Pandemic-related volatility, normalization of economic
activity, and social-distance relaxation make it necessary to calibrate and
swift policy responses.
According to Sujan
Hajra, Chief Economist, Anand Rathi Securities, Mumbai, the 40-bps rate
cut is consistent with plans as is the extension of the loan moratorium. The
most significant announcement is the move to turn the moratorium interest
payment into a term loan due in the course of FY21.
This move can
reduce NPA, over the next 12 months at least. The more liquidity steps are also
quite muted. However, the RBI remains circumspect about the outlook for growth
and inflation.
According to Radhika Rao, Economist, DBS Bank, Singapore, the RBI has flagged the risks of
this year's negative growth print while holding off on a point goal. We expect
disinflationary factors to dominate, indicate we are open to more cuts.
Transmission should be closely
monitored with shorter tenor rates already well below the repo rate, given the
liquidity surplus conditions, with benchmark-linked lending rates expected to
drop along with savings rate changes.
According to Vikas Jain, Senior Research Analyst, Reliance
Securities, the
MPC's repo rate reduction is consistent with the recent economic data warranted
for an immediate reduction, but the extended 3-month moratorium poses some risk
of rising NPA's that have dragged the market momentum and banking stocks to
trade at day 's low.
Nifty has downside support levels of 8,950
and we expect the markets to be volatile next week with extended weekend and
rollover movements in individual sectors and stocks with respect to the expiry
of derivatives. We remain optimistic on the markets and a fall of close to
8,650-8800 rates is strong medium-term support.

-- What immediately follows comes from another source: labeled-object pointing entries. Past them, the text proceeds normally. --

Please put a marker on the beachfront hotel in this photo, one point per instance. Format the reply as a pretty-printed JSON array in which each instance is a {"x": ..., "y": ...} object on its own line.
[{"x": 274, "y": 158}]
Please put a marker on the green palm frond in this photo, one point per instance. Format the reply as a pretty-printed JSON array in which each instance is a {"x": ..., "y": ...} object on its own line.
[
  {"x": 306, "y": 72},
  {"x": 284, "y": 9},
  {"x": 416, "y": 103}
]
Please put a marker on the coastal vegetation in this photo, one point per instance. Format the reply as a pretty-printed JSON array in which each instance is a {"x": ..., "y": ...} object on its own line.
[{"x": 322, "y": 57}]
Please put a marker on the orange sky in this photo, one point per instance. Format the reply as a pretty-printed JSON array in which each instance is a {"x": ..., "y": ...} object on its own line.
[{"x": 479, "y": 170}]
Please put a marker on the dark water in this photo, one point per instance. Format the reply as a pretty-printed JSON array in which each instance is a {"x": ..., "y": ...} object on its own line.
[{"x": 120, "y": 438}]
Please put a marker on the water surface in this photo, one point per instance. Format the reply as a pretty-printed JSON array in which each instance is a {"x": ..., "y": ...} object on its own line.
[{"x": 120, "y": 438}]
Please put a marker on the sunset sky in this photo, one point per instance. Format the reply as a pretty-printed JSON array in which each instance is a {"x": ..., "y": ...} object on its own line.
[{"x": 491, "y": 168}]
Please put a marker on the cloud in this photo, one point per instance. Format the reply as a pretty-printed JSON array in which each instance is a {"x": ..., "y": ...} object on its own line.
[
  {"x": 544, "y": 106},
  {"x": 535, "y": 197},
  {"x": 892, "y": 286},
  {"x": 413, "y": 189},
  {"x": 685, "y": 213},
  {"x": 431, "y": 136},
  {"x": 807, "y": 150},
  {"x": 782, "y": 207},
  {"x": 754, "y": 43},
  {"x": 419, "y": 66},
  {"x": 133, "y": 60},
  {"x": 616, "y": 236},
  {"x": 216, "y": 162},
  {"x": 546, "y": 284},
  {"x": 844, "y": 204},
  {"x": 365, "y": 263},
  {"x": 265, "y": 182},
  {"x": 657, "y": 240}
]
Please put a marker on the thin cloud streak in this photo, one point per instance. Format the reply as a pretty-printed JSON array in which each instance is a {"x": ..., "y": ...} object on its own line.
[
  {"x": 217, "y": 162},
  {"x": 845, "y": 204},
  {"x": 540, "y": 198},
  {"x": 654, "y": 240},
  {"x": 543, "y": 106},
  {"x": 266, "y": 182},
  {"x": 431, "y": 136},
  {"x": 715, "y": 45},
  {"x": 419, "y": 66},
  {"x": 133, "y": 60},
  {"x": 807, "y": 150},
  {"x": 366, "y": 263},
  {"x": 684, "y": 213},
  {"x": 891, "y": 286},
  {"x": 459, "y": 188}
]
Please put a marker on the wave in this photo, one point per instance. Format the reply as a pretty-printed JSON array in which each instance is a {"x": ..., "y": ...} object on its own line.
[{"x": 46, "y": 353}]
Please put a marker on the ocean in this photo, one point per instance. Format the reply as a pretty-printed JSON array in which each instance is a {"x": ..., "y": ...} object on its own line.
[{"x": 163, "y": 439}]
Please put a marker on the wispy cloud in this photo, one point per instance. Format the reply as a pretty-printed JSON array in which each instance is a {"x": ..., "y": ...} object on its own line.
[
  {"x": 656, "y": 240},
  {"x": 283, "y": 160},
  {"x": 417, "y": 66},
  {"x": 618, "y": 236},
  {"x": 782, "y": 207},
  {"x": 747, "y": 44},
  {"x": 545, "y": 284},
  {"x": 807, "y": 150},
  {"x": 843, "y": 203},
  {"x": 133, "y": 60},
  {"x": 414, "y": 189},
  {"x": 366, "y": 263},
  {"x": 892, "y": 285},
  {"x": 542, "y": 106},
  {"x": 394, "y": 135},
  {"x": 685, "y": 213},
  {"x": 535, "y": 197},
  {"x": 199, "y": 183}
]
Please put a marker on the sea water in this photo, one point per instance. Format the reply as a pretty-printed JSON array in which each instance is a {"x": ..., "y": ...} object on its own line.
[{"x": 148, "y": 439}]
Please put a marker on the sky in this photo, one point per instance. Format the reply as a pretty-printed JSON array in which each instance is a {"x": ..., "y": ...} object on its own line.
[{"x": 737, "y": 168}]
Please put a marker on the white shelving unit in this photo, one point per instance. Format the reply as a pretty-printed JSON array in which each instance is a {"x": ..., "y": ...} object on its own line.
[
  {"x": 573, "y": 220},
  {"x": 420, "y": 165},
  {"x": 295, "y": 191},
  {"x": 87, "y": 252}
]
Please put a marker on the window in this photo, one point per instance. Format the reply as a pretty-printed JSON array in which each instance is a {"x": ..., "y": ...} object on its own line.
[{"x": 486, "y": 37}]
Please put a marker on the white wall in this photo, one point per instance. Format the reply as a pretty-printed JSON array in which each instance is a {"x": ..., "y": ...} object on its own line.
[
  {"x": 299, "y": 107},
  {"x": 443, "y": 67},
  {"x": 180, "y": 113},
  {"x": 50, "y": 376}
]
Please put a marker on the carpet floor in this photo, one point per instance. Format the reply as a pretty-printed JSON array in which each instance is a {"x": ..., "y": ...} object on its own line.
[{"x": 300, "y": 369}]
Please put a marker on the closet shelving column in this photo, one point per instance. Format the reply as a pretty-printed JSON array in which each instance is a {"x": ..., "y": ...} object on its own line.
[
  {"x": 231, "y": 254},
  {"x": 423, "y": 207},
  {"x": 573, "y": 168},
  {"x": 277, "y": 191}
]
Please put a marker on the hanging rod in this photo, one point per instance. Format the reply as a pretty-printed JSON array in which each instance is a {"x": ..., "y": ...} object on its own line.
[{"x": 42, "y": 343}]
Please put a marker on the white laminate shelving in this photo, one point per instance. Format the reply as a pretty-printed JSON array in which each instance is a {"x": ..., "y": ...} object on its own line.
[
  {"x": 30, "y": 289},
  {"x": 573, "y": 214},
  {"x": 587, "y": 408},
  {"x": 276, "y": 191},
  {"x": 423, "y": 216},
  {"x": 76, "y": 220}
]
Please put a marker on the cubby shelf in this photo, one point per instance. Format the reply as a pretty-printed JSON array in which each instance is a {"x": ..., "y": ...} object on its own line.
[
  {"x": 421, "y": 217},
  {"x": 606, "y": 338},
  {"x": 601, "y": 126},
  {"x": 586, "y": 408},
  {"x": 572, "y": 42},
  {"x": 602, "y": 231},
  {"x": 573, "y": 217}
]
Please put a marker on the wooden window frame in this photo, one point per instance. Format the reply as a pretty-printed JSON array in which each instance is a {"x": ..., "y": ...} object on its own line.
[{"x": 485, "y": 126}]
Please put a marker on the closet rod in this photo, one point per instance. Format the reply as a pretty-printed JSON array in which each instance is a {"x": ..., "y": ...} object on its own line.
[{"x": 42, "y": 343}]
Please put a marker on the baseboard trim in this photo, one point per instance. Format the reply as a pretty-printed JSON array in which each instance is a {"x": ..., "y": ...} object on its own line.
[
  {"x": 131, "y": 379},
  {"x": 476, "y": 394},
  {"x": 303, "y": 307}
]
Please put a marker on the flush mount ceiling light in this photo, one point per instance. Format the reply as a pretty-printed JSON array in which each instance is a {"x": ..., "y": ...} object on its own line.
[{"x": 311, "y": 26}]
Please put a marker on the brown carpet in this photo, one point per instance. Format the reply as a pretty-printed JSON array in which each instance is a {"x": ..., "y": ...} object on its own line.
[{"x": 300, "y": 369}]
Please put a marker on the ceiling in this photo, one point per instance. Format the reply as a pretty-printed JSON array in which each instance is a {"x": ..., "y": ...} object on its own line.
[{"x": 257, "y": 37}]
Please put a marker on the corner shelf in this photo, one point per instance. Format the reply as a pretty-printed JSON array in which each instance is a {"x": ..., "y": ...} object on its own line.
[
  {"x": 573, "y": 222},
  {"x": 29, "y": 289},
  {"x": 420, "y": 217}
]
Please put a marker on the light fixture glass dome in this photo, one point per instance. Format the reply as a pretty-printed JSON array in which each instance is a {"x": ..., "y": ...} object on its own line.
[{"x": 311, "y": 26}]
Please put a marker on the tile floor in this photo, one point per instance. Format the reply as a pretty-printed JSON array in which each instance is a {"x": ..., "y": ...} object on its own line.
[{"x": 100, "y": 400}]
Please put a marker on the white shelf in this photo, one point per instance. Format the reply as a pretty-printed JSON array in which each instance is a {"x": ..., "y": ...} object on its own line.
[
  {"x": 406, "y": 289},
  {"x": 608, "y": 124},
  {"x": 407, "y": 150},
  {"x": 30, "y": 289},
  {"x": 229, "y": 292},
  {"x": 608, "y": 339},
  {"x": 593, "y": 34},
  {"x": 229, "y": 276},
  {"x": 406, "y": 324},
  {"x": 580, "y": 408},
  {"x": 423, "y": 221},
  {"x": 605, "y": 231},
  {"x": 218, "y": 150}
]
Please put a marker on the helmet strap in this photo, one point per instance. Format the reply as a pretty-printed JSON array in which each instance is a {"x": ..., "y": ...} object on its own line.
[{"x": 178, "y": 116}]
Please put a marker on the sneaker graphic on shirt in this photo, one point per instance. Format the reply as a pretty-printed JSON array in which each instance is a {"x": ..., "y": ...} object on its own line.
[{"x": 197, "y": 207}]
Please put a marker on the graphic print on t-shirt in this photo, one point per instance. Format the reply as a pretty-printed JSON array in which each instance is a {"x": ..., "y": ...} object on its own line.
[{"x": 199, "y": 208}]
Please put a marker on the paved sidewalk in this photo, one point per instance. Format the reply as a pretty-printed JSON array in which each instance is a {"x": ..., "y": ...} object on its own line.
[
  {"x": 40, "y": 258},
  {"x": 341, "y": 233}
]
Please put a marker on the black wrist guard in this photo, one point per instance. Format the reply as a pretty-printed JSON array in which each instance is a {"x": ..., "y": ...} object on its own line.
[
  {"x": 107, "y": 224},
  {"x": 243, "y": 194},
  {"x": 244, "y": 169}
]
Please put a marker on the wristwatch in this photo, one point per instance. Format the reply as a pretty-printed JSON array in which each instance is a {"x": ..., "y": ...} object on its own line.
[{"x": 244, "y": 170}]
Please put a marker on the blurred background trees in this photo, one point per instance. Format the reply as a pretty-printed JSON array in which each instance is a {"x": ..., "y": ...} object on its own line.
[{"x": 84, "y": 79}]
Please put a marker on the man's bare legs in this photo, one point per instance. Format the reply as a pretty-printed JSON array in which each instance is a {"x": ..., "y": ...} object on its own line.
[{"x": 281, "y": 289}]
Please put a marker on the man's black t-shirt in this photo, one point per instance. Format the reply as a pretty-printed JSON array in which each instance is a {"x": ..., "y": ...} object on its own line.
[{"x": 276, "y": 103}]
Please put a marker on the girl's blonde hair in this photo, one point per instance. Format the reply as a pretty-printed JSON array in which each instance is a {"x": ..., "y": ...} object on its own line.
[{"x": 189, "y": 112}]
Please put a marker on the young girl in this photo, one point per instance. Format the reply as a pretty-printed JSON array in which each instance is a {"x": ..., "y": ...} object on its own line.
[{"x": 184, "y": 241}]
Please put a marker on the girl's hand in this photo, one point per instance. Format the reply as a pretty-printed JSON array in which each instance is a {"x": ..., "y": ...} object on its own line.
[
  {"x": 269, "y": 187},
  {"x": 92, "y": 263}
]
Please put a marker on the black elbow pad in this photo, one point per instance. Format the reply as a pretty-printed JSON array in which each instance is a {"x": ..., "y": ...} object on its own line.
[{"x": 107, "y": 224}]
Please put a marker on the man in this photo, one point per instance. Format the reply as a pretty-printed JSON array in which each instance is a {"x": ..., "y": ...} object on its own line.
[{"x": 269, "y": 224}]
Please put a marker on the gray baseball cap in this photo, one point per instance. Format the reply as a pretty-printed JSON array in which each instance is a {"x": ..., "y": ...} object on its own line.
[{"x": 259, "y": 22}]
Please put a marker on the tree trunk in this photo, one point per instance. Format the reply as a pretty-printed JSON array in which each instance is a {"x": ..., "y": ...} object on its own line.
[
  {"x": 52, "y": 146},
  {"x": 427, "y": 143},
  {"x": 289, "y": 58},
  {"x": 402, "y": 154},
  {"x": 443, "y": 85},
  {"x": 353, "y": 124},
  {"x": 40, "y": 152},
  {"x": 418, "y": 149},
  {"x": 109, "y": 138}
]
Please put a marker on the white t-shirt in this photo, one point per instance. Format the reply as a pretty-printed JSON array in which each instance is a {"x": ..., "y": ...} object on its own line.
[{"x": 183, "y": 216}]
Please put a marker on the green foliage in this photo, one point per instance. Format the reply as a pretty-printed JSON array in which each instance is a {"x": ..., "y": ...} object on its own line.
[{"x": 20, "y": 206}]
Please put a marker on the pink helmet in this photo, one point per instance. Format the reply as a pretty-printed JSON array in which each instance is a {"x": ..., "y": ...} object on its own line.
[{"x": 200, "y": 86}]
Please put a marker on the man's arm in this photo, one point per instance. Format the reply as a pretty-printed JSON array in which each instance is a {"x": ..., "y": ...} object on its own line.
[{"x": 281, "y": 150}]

Owing to changing macroeconomic factors
RBI continues to adjust the repo rate and the reverse repo rate. Once RBI
alters the prices, it affects all sectors of the economy, but in different
ways. Some segments are gaining from the rate hike while others may be
suffering losses.
A decline in the repo rate will
result in banks lowering their lending rate. This can prove helpful to lenders
on retail loans. However, the lender has to lower its base lending rate to
carry down the loan EMIs. The RBI guidelines allow banks / financial
institutions to pass the benefit of interest-rate cuts to customers as soon as
possible.
Changes in the repo rates can have
a direct impact on big-ticket loans like home loans. The goal of decreasing
repo rates is to bring in growth and improve the country's economic development.
Consumers will borrow more from banks so that inflation stabilizes.
This
Repo rate cut must reduce the rates of Home loans, construction
loans, and loan against rental. This move will encourage the Indian banking system to lend liberally at this
time of the Corona Pandemic crisis which has particularly engulfed the
manufacturing sector.
With the current slowdown
situation and expected negative GDP growth rate, the last mile transmission of
these monetary announcements like Repo rate, Reverse repo rate will be an
important to watch out in the coming times.